Tahun 2020, Pemerintah Targetkan 20 juta Hektar Kawasan Konservasi Perairan dan Laut

Masa depan negara Indonesia terletak di wilayah pesisir dan laut.  Indonesia adalah negara dengan garis pantai tropis terpanjang di dunia yaitu 95.186 km. Seluruh kegiatan ekonomi Indonesia, yaitu 80% industri dan 75% kota-kota besar Indonesia berada di wilayah pesisir.

Demikian pula, dengan kekayaan hayatinya yang lebih dari 2.000 jenis ikan dan 500 jenis terumbu karang menjadikan Indonesia disebut sebagai kawasan pusat segitiga terumbu karang (The Coral Triangle) dunia. Daerah Segitiga Terumbu Karang sendiri, merupakan 16,5% (32.935 km persegi) dari luas total kawasan terumbu karang dunia.

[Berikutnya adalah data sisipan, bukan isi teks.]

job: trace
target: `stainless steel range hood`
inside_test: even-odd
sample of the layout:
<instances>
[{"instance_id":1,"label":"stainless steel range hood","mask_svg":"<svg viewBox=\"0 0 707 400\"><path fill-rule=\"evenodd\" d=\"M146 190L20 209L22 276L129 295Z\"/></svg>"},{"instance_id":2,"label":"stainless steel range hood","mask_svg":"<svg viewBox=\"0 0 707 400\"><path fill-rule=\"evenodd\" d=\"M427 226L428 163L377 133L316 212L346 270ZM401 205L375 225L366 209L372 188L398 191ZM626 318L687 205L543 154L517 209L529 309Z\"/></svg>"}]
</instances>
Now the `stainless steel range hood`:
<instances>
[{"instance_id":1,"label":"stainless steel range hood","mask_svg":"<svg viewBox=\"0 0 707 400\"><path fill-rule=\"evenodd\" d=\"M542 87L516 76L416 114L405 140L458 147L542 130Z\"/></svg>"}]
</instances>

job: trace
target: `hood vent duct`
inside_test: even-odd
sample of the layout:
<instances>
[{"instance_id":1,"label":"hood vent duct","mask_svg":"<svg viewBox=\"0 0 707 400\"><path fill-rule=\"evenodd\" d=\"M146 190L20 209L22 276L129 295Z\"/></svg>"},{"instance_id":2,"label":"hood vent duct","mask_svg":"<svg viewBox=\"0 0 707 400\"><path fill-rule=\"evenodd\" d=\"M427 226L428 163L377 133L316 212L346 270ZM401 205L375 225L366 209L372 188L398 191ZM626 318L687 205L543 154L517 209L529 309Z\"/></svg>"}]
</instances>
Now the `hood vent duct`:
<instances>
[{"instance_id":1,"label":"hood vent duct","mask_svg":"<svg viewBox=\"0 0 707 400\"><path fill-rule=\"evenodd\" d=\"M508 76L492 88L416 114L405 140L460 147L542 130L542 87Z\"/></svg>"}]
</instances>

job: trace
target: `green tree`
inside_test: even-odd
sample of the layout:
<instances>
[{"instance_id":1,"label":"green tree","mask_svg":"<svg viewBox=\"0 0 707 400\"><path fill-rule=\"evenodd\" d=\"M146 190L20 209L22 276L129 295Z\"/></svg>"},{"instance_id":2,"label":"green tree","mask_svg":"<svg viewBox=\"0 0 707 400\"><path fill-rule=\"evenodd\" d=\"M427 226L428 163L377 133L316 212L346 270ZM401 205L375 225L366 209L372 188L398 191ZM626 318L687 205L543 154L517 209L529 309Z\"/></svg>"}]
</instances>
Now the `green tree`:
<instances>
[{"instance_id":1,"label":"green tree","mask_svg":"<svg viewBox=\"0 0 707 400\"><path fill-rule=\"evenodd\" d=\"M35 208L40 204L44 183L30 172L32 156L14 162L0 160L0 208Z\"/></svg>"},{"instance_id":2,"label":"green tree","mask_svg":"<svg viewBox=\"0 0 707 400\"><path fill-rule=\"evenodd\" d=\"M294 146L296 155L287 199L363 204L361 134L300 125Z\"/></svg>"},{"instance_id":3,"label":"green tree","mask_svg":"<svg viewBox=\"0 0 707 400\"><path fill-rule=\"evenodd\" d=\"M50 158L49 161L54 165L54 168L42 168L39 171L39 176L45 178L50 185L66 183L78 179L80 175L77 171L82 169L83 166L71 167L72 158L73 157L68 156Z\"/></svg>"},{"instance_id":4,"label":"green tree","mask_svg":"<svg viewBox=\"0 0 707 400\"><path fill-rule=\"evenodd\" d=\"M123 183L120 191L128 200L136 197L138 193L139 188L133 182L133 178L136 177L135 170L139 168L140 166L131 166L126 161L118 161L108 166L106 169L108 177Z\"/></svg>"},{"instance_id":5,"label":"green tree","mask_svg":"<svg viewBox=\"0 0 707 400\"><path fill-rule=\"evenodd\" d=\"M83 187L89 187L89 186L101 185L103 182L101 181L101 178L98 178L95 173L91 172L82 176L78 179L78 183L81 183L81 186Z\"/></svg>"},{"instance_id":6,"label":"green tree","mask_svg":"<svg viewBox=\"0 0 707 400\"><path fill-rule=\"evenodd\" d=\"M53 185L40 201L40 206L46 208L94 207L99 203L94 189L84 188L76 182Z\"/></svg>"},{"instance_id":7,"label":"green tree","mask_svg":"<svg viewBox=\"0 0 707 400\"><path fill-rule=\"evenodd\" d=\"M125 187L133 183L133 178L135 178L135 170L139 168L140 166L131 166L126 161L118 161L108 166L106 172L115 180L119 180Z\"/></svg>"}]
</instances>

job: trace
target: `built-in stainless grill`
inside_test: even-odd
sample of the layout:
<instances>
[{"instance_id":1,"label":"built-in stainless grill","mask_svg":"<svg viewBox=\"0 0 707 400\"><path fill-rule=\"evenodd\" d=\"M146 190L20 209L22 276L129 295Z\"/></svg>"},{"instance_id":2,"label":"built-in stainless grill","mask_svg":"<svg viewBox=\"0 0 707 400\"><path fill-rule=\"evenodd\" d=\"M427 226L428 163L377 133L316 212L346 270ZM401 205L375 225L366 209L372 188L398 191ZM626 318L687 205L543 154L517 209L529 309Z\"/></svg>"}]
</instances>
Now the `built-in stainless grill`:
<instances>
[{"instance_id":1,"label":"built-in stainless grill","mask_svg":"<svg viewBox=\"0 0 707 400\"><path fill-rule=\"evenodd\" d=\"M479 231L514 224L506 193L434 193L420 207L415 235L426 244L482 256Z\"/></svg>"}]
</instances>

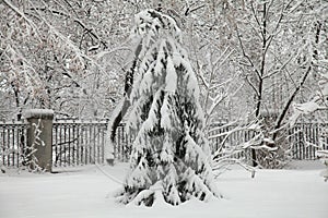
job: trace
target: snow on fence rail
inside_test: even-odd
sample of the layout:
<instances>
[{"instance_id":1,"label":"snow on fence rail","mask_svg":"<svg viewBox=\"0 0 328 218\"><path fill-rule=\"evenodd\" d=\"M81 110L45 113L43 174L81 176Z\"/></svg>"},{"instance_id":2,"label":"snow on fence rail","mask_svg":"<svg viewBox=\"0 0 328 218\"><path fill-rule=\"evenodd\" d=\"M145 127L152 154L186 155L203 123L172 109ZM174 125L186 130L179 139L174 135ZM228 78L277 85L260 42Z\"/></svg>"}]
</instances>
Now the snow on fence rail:
<instances>
[{"instance_id":1,"label":"snow on fence rail","mask_svg":"<svg viewBox=\"0 0 328 218\"><path fill-rule=\"evenodd\" d=\"M22 165L27 128L27 122L0 121L0 166L20 167ZM220 133L231 129L232 126L215 128L215 131L210 133L209 141L213 152L221 147L241 144L253 136L249 131L234 132L222 145L224 135ZM54 167L105 162L106 133L106 120L55 120L52 126ZM116 160L128 161L133 136L127 134L125 125L120 125L116 134L117 144L114 147ZM294 159L316 159L315 153L318 145L328 149L328 123L297 123L291 130L290 142Z\"/></svg>"},{"instance_id":2,"label":"snow on fence rail","mask_svg":"<svg viewBox=\"0 0 328 218\"><path fill-rule=\"evenodd\" d=\"M107 121L55 121L52 126L54 166L77 166L105 162ZM117 130L115 158L127 161L128 143L124 125Z\"/></svg>"},{"instance_id":3,"label":"snow on fence rail","mask_svg":"<svg viewBox=\"0 0 328 218\"><path fill-rule=\"evenodd\" d=\"M20 121L0 121L0 167L19 167L27 145L28 124Z\"/></svg>"}]
</instances>

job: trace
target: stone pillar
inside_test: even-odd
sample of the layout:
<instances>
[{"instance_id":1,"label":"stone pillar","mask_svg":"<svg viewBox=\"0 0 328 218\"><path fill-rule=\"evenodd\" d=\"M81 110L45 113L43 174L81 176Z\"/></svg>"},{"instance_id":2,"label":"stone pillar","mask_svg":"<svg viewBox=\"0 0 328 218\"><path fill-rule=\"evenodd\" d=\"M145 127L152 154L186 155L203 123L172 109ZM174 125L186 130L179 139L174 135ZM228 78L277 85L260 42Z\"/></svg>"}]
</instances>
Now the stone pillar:
<instances>
[{"instance_id":1,"label":"stone pillar","mask_svg":"<svg viewBox=\"0 0 328 218\"><path fill-rule=\"evenodd\" d=\"M25 111L24 117L30 123L27 129L27 146L34 157L28 157L30 167L34 170L51 172L52 166L52 119L54 111L48 109L31 109ZM36 165L35 165L36 164Z\"/></svg>"}]
</instances>

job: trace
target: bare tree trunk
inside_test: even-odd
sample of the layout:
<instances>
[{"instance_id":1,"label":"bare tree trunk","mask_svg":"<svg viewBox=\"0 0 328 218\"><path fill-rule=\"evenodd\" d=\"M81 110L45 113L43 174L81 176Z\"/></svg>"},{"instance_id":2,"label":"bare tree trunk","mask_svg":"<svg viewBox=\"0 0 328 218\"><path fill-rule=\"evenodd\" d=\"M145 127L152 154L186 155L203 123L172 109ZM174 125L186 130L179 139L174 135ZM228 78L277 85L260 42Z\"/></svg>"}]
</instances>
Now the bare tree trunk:
<instances>
[{"instance_id":1,"label":"bare tree trunk","mask_svg":"<svg viewBox=\"0 0 328 218\"><path fill-rule=\"evenodd\" d=\"M108 146L112 147L112 152L113 152L113 146L116 143L115 142L116 131L130 107L130 94L131 94L132 85L133 85L134 69L139 61L138 57L141 51L141 48L142 48L142 45L140 43L134 51L133 64L129 69L129 71L127 71L127 74L126 74L124 97L122 97L120 104L118 104L116 106L116 108L114 110L114 114L112 116L112 119L109 120L109 123L108 123L108 129L109 129L108 130L108 133L109 133L109 145ZM114 157L110 157L110 158L114 159ZM110 158L106 157L108 162L109 162L108 159L110 159Z\"/></svg>"}]
</instances>

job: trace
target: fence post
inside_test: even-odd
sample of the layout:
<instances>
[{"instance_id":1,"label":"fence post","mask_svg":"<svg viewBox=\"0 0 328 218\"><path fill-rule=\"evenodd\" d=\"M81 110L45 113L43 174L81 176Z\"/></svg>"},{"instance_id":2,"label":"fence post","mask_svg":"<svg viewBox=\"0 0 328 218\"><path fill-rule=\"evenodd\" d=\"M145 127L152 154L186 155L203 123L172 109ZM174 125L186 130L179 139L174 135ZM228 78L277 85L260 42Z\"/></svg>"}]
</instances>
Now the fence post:
<instances>
[{"instance_id":1,"label":"fence post","mask_svg":"<svg viewBox=\"0 0 328 218\"><path fill-rule=\"evenodd\" d=\"M28 122L27 146L32 148L33 157L37 162L31 162L35 169L36 164L45 171L51 171L52 166L52 119L54 111L48 109L31 109L25 111ZM33 158L33 157L30 157Z\"/></svg>"}]
</instances>

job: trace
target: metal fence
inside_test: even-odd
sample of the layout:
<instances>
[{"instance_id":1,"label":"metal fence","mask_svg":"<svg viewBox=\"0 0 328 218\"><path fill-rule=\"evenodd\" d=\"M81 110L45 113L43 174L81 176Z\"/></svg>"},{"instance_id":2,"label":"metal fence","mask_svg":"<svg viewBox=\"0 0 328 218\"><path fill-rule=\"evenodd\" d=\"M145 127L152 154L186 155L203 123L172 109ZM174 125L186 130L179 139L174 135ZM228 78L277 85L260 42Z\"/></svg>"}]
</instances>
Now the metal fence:
<instances>
[{"instance_id":1,"label":"metal fence","mask_svg":"<svg viewBox=\"0 0 328 218\"><path fill-rule=\"evenodd\" d=\"M0 122L0 166L20 167L23 162L27 128L24 122Z\"/></svg>"},{"instance_id":2,"label":"metal fence","mask_svg":"<svg viewBox=\"0 0 328 218\"><path fill-rule=\"evenodd\" d=\"M114 156L119 161L129 157L129 141L124 125L117 130ZM77 166L105 162L107 121L55 121L52 126L54 166Z\"/></svg>"},{"instance_id":3,"label":"metal fence","mask_svg":"<svg viewBox=\"0 0 328 218\"><path fill-rule=\"evenodd\" d=\"M221 126L220 126L221 125ZM28 123L0 122L0 166L20 167L24 161ZM251 132L224 133L232 126L218 124L210 133L212 150L234 146L253 137ZM52 126L52 166L78 166L105 162L107 121L61 120ZM128 161L133 136L125 125L117 130L114 156L118 161ZM291 153L294 159L316 159L318 145L328 149L328 123L298 123L291 130Z\"/></svg>"}]
</instances>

Paradigma ini telah membawa pemerintah untuk menargetkan pencapaian 20 juta hektar kawasan konservasi perairan, pesisir dan pulau-pulau kecil pada tahun 2020.  Hingga tahun 2012 dari target itu telah tercapai 15,78 juta hektar. Komitmen dari pemerintah ini merupakan bagian dari peta jalan untuk menerjemahkan komitmen pencapaian Presiden SBY seperti yang diucapkan pada pertemuan World Ocean Conference (WOC) di Manado tahun 2009 silam.

Seperti dalam penjelasannya kepada media di Jakarta pada akhir Juni yang lalu, Menteri Kelautan dan Perikanan, Sharif C. Sutardjo menjelaskan bahwa mengkonservasi laut merupakan pilihan untuk mengamankan dan mendorong upaya untuk pengelolaan sumberdaya ikan dan hasil laut yang berkelanjutan.

Sutardjo menyatakan bahwa strategi ini disebut sebagai Blue Economy yang akan menjawab tantangan Indonesia sebagai negara maritim kepulauan. Ia menambahkan bahwa sekitar 55% dari seluruh produksi perikanan berasal dari wilayah pesisir, secara khusus dari ekosistem padang lamun, mangrove, terumbu karang, laguna dan estuaria.

Konsep konservasi yang diperkenalkan saat ini berbeda dengan konsep konservasi konservatif yang diprasangkakan selama ini.  Konservarsi bukan berarti  tidak diijinkannya pemanfaatan potensi perikanan dan kelautan serta keterlibatan dari masyarakat lokal.

Kawasan konservasi sendiri kedepannya akan dikelola secara zonasi, termasuk memberikan zona pemanfaatan untuk perikanan di dalam kawasan konservasi dan akses kepada masyarakat lokal dan tradisional untuk turut memanfaatkan dan konservasinya.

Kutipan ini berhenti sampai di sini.